IdulFitri: Kembali ke Titik Nol
Oleh: Eddy Asnawi
Tanpa terasa kita sudah memasuki penghujung ramadhan, tinggal hitungan hari, yang dinantikan pun akan tiba, hari raya Idul Fitri. Seiring datangnya Hari Raya Idul Fitri, kembali terdengar suara-suara takbir dan tahmid berkumandang di setiap masjid-masjid negeri muslim ,mengagungkan kebesaran Illahi. Terasa alunan takbir menggetarkan hati kaum muslimin yang baru saja melepas kepergian bulan Ramadhan yang sangat dirindukan dan dinantikan kedatangannya.

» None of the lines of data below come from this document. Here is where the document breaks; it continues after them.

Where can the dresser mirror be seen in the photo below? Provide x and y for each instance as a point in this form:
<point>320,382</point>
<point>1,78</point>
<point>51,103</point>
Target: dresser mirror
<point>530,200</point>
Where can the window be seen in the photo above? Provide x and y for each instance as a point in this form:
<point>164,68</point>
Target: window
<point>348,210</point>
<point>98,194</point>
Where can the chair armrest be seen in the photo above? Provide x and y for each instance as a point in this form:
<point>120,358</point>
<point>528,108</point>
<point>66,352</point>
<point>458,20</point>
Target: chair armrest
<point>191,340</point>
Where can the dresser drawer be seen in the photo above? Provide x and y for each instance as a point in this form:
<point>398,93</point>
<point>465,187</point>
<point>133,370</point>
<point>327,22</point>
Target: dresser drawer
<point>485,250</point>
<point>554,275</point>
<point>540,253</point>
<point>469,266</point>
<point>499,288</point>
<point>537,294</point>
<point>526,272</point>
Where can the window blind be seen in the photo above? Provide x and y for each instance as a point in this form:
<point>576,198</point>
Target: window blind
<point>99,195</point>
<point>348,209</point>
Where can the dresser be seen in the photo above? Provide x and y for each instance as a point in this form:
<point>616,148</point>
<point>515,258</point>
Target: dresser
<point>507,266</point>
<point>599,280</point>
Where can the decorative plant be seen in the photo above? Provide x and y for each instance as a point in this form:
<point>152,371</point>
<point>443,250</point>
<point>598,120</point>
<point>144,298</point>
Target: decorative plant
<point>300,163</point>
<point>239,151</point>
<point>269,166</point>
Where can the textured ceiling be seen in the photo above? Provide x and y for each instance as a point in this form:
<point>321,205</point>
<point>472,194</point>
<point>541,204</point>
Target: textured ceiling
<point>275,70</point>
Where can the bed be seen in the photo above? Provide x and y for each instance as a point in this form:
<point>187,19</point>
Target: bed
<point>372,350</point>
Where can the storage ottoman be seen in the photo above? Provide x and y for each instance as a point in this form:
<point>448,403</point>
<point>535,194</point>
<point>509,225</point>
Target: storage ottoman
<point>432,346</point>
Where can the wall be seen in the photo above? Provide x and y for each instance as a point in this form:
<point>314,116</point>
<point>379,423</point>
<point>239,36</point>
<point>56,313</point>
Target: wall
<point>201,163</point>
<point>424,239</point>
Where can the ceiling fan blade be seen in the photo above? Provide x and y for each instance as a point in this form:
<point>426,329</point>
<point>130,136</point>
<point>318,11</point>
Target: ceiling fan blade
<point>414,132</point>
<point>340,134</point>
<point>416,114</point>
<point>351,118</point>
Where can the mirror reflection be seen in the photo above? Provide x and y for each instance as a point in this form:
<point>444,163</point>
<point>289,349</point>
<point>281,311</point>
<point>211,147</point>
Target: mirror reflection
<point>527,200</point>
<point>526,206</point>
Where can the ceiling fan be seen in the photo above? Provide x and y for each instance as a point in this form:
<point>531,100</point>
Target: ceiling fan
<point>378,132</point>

Apa petikan hikmah merayakan hari raya Idul Fitri yang setiap tahun kita laksanakan ditengah derasnya kehidupan modern seperti sekarang ini cenderung materialistis dan individualis. Orientasi hidup yang lebih mengedepankan egoisme, yang merugikan orang lain, yang bisa menyebabkan putusnya hubungan silatuhrahmi, seperti yang diramalkan oleh Alvin Toffler, bahwa zaman modern akan melahirkan manusia-manusia impersonal, manusia yang tercerabut dari nilai-nilai kemanusiaannya.
Tafsir Idul Fitri dimaknai “kembali kepada kesucian”, kembali ke fitrahnya , kembali kepada jatidiri kemanusiaannya. Bahkan Ali Syariati, menyebutkan sebagai deklarasi “kemerdekaan dan kemuliaan kemanusiaan” dengan mengumandangkan asma Allah swt saat Idul Fitri. Penulis melukiskan Idul Fitri, kembali ke titik nol.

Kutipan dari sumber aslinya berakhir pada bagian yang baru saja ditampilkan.